Your Brain and Body Working Together
One way that scientists at IHN are learning more about how continued inflammation might lead to complications in brain function is by looking at neural oscillations. Neural oscillations occur when neurons – the cells in the brain that send information or signals to other neurons – band together in larger groups called networks. When this happens, they send the same signal together in a rhythm. This synchronized rhythmic firing is referred to as a neural oscillation. This process occurs throughout the brain and is a foundational feature of brain function.
Chronic systemic inflammation has been shown to impact how well these networks of neurons are able to synchronize with each other, resulting in a higher risk of developing cognitive impairment. Such impairments include:
- Decreased accuracy in working memory
- Slower attention
- Decreased reasoning
- Slower decision making
Scientists at IHN are still in the process of discovering how, when and where neural oscillations are impacted by inflammation. Additionally, relief from such inflammation in people with HIV remains limited. Increasing evidence suggests that the anti-inflammatory properties of cannabis may have some therapeutic potential in this area. However, the benefit remains poorly understood and the impact that regular cannabis use has on these neural networks and brain function more generally remains unknown.
This project seeks to answer the following questions:
1) What are the common and specific inflammasome activation and deactivation triggers that are altered in the context of HIV infection and cannabis?

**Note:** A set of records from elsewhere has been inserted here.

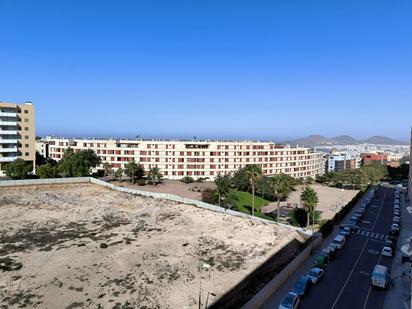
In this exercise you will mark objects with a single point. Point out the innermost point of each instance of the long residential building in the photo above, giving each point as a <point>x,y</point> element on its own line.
<point>196,158</point>
<point>17,133</point>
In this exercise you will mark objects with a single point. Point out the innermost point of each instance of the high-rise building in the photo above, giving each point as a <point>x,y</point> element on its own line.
<point>17,133</point>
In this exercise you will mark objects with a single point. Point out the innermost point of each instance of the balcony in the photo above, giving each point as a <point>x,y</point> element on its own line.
<point>7,159</point>
<point>8,141</point>
<point>8,123</point>
<point>8,132</point>
<point>3,114</point>
<point>7,150</point>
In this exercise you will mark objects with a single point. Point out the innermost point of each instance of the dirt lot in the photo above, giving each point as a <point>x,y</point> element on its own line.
<point>84,246</point>
<point>330,199</point>
<point>191,190</point>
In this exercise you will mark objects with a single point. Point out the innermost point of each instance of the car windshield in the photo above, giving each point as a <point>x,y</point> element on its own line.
<point>300,285</point>
<point>314,273</point>
<point>288,301</point>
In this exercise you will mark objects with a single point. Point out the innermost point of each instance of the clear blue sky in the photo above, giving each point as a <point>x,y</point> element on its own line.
<point>259,69</point>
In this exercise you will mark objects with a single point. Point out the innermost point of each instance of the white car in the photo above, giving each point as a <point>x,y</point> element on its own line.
<point>387,251</point>
<point>291,301</point>
<point>315,274</point>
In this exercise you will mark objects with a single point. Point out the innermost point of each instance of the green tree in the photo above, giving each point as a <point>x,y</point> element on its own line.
<point>253,173</point>
<point>154,175</point>
<point>18,169</point>
<point>282,186</point>
<point>309,198</point>
<point>107,167</point>
<point>76,164</point>
<point>134,170</point>
<point>47,171</point>
<point>119,174</point>
<point>222,186</point>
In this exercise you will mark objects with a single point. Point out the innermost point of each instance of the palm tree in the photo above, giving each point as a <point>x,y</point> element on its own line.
<point>132,169</point>
<point>222,186</point>
<point>155,175</point>
<point>281,188</point>
<point>107,169</point>
<point>119,174</point>
<point>254,173</point>
<point>309,198</point>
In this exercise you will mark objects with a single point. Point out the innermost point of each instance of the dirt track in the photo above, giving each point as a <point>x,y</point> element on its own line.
<point>82,246</point>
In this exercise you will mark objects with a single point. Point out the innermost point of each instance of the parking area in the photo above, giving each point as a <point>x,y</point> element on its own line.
<point>347,279</point>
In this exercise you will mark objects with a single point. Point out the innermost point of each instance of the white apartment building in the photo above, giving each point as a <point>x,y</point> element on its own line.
<point>339,161</point>
<point>17,133</point>
<point>176,158</point>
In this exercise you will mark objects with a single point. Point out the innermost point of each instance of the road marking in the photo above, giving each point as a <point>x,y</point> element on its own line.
<point>380,208</point>
<point>347,280</point>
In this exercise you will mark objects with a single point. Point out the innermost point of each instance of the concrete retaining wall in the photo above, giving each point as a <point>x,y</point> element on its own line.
<point>48,181</point>
<point>260,298</point>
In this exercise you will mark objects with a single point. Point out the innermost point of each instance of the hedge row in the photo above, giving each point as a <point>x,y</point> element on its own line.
<point>327,227</point>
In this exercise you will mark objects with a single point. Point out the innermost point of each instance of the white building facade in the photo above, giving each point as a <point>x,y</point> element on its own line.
<point>196,158</point>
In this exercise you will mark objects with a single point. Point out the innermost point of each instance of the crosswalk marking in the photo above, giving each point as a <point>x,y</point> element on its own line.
<point>370,234</point>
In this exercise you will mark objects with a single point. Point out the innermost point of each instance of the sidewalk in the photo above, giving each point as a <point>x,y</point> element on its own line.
<point>287,286</point>
<point>398,296</point>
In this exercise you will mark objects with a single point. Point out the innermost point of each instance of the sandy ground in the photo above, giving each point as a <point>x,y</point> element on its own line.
<point>330,199</point>
<point>191,190</point>
<point>84,246</point>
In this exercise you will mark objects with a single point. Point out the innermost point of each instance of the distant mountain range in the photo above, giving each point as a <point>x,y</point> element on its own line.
<point>319,140</point>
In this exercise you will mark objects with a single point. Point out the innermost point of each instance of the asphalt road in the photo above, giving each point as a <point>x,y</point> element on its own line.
<point>346,283</point>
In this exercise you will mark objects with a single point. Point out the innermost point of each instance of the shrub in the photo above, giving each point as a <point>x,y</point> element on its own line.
<point>326,228</point>
<point>209,195</point>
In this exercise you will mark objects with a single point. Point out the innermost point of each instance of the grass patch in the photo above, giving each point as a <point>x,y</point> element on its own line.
<point>245,204</point>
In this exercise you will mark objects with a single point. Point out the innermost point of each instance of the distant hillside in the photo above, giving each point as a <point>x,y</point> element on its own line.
<point>319,140</point>
<point>382,140</point>
<point>343,140</point>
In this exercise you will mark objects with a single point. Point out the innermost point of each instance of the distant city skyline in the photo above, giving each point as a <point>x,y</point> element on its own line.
<point>216,69</point>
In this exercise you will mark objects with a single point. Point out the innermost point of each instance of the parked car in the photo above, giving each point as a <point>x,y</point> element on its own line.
<point>316,274</point>
<point>321,261</point>
<point>394,231</point>
<point>396,213</point>
<point>344,233</point>
<point>339,241</point>
<point>291,301</point>
<point>390,242</point>
<point>380,276</point>
<point>396,219</point>
<point>302,286</point>
<point>387,251</point>
<point>333,250</point>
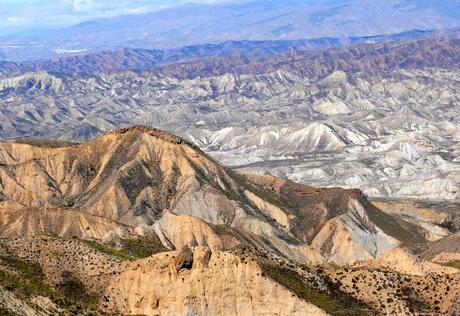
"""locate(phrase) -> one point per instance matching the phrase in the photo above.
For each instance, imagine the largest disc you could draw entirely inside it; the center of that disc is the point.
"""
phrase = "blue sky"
(18, 16)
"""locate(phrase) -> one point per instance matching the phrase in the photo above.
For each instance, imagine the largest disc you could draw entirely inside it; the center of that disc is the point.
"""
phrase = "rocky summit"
(142, 222)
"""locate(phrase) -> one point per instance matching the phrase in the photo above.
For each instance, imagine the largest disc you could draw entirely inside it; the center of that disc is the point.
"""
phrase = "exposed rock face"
(138, 180)
(230, 243)
(224, 285)
(381, 133)
(184, 259)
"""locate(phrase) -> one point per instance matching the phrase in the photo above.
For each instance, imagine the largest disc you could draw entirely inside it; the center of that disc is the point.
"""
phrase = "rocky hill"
(90, 227)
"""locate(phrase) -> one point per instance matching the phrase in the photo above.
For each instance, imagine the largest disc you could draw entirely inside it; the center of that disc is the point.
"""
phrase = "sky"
(19, 16)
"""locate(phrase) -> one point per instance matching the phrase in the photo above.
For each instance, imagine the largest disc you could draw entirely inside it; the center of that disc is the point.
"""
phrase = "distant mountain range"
(195, 24)
(243, 56)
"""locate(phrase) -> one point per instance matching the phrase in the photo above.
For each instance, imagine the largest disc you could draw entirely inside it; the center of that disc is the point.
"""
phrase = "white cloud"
(27, 15)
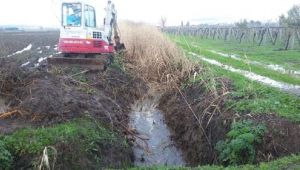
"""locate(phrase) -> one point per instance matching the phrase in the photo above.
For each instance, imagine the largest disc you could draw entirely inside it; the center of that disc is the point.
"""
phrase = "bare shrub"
(152, 56)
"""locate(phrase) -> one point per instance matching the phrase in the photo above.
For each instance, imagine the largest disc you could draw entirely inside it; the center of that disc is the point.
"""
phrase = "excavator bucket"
(97, 63)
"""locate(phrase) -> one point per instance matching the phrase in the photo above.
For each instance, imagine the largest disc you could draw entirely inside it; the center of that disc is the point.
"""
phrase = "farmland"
(98, 119)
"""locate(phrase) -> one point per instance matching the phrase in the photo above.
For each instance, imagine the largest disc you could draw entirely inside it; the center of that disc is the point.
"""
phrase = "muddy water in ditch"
(153, 145)
(3, 107)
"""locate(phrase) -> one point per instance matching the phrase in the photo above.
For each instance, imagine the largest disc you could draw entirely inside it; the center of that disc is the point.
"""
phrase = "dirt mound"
(199, 120)
(195, 136)
(44, 97)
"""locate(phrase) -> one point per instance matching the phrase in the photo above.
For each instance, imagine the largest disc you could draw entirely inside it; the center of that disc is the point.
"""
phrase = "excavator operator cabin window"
(71, 14)
(90, 16)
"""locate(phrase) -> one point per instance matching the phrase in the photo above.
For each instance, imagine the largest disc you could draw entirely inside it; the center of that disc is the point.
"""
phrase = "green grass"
(252, 97)
(206, 45)
(85, 134)
(266, 53)
(248, 96)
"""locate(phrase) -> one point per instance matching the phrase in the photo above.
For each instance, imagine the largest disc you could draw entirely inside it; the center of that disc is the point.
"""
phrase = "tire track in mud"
(293, 89)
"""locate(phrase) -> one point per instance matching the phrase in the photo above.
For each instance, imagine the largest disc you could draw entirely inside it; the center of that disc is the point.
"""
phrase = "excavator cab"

2) How much of an impact do inflammasomes have on persistent inflammation and brain function?
3) Does long-term cannabis use affect inflammasome function and overall inflammatory levels in people with HIV and, if so, what is the impact on brain function in this population?
4) Does long-term cannabis use have a neutralizing or negative impact on brain activity and function in people living with HIV.
Through this project, Dr. Wilson and colleagues aim to expand the field’s understanding of how inflammasomes contribute to the persistently high inflammatory levels observed in people with HIV and determine whether long-term cannabis use modulates such inflammation and thereby has a positive or negative impact on brain and cognitive function. The long-term goal of this research is to advance the development of therapeutic options for neurological comorbidities in people living with HIV and other conditions where persistently high inflammatory levels are thought to play a major role. Currently, the therapeutics options for such condition are very limited.